Homeless children in America

Journalist and blogger Dan Beckmann is back – this time with a post about the growing number of homeless families in Central Florida. Thank you, Dan, for caring about these issues, and for continually sharing your talents with Coalition for the Homeless!

There’s something terribly wrong going on here.  And it’s happening right in front of us.

200,000 kids in our state will be going back to school this week.  When the bell rings at the end of the day, they’ll go home to a house.  Nearly 56,000 others will not.

Here in Central Florida – the tourism capital of the world – it’s expected that over 10,000 students will not have a home to go to at all, and that’s an increase over the year before.  First in the world when it comes to theme park entertainment – fourth highest enrollment of homeless students in the nation.  How’s that for irony?

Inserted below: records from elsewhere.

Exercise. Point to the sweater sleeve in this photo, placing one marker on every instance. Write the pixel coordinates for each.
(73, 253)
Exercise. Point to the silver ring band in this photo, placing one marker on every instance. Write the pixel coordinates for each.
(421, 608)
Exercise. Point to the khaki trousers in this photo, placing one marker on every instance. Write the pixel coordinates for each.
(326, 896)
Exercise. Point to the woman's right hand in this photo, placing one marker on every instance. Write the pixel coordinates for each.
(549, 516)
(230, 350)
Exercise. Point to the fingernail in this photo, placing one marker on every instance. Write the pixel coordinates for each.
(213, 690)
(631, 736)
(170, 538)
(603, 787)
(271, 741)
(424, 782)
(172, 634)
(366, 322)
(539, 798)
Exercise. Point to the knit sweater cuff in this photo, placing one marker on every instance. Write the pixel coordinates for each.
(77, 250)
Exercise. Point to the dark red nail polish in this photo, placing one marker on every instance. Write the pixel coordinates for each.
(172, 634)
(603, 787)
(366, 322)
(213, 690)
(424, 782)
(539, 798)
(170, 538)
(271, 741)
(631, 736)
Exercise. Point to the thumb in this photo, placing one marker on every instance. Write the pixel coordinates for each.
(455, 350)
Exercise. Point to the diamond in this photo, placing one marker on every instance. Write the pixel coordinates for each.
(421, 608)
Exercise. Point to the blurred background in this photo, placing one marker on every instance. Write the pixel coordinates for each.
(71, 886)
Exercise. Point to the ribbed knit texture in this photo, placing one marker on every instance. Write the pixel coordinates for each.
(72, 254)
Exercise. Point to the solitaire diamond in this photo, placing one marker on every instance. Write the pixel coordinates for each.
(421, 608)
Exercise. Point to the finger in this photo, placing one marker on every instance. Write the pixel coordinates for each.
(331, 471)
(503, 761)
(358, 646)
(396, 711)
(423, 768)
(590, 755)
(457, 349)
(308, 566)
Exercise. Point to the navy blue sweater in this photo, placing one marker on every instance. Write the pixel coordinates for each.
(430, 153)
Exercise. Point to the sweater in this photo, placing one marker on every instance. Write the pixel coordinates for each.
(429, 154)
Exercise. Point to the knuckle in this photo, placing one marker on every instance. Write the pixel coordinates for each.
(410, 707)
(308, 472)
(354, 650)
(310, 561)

According to the U.S. Dept. of Education, the 2010-2011 school year witnessed an unprecedented first – one million homeless children in America.  While families with children are the fastest growing segment of the homeless population, experts feel another historic first may be on the way.  It’s a third-world problem right here in our very own backyard.

Families doubling-up in hotel rooms and others seeking refuge in shelters have made the face of homelessness unrecognizable.  It’s almost impossible to distinguish between someone who lives in a house, as opposed to someone who calls a car “home.”

But you know these kids.  You see them every day.  Your children’s desks are next to them in class.  Your seats are next to their parents at school meetings.  And when the meeting is over, you drive to a house.  They return to a parking lot, a shelter or a motel.

The rising number of homeless families is so staggering that caring volunteers and organizations designed to help them are overwhelmed.  Mother Teresa once said, “It is not how much you do, but how much love you put in the doing.”  Maybe our “doing” is to, first and foremost, be aware.  Look around and pay attention.  It sounds small, but recognizing can lead to big things.  It can lead to help.  Turning a blind eye?  Well, we know how that’s worked out.

This school year, with a lot of people “doing” a little, the chances of changing a lot could be just around the corner.